In 2011, YSL debuted four new shoe designs that included a bright red sole as part of a monochromatic design consisting of an entirely red shoe. Louboutin sued YSL, alleging trademark infringement, false designation of origin, and dilution. In denying Louboutin’s request for an injunction and granting YSL’s motion for summary judgment, the District Court held that a single color could never constitute an enforceable trademark in the fashion industry. The Court found that in the fashion industry, colors are “essential to the use or purpose of the article” and affect the “cost or quality of the article.” Therefore, it reasoned, such trademarks are automatically “functional” and thus ineligible for trademark protection. Some worried that the District Court’s holding called into question the validity of color trademarks in general.
The Second Circuit overturned the District Court’s holding that barred a single color serving as a trademark in the fashion industry. Citing a prior Supreme Court opinion on the subject, Qualitex Co. v. Jacobson, 514 U.S. 159, 34 USPQ2d 1161 (1995), the Court explained that “the Supreme Court specifically forbade the implementation of a per se rule that would deny protection for the use of a single color as a trademark in a particular industrial context.” See Opinion. The Second Circuit did explain that a single color almost never would be inherently distinctive, and therefore could only become a trademark if it acquired secondary meaning. The Court also rejected the District Court’s suggestion of a fashion industry specific rule.
Turning to Louboutin’s mark, which consists of a product design, the Second Circuit next analyzed the traditional secondary meaning factors—including exclusivity of use, advertising, unsolicited media coverage, and sales success— to determine whether Louboutin’s red sole mark had achieved secondary meaning.

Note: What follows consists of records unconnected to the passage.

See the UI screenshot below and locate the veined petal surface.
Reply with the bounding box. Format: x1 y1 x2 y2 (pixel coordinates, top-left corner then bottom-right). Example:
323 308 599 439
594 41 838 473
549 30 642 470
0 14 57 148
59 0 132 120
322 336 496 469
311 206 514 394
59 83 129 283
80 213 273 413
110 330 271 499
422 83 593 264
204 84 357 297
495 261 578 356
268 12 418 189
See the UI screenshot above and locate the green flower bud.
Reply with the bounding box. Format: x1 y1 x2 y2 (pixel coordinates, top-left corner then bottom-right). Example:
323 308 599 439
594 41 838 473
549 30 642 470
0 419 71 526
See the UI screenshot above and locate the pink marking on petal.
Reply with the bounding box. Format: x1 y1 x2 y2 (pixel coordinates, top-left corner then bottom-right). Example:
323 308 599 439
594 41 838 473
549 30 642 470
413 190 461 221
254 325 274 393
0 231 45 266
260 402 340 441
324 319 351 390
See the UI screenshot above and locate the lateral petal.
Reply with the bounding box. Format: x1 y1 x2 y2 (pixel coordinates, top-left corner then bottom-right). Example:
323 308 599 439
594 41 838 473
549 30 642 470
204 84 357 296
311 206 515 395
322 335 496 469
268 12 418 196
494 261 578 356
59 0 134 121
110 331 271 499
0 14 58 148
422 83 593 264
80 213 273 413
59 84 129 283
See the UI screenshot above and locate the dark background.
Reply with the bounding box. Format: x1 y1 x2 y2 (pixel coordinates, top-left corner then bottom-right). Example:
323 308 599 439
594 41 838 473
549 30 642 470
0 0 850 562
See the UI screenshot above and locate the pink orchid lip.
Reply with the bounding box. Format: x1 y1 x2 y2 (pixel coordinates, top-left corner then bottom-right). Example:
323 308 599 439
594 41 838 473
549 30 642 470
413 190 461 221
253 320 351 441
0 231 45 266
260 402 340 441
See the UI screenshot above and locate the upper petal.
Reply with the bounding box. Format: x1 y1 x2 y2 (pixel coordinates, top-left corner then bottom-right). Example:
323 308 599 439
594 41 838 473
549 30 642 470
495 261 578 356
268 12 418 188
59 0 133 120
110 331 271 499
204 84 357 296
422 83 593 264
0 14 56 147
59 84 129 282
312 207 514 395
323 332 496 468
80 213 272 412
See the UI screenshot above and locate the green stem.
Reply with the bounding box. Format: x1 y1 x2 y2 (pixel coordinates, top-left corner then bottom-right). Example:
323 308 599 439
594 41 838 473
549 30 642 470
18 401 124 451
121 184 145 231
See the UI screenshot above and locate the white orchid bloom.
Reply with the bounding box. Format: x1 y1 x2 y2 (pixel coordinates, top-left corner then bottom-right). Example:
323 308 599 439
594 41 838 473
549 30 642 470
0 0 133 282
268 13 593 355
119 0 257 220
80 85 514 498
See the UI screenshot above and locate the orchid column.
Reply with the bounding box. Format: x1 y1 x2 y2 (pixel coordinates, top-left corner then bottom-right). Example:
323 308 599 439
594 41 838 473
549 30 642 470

Noting Louboutin’s evidence of substantial and exclusive use of the red lacquered sole and that consumers clearly recognized such shoes as originating from Louboutin, the Second Circuit ultimately found the existence of secondary meaning and thus found that Louboutin’s mark was protectable.
Consistent with its secondary meaning analysis, the Court restricted Louboutin’s trademark to those shoes in which the remainder of the shoe was a different color than the red lacquered sole. This was because, among other things, there was no evidence of secondary meaning where the top of the shoe did not contrast with the sole. This is not surprising: Louboutin has become known worldwide for his pop of color that comes from a contrasting upper.
While Louboutin could not enjoin YSL’s sales of monochromatic red shoes, the case is important for designers and others that seek to use a single color as a trademark: it ensures that a source of identification will continue to maintain the benefits of trademark law.
The case is Christian Louboutin SA v. Yves Saint Laurent America Holding Inc., case number 11-3303, in the U.S. Court of Appeals for the Second Circuit.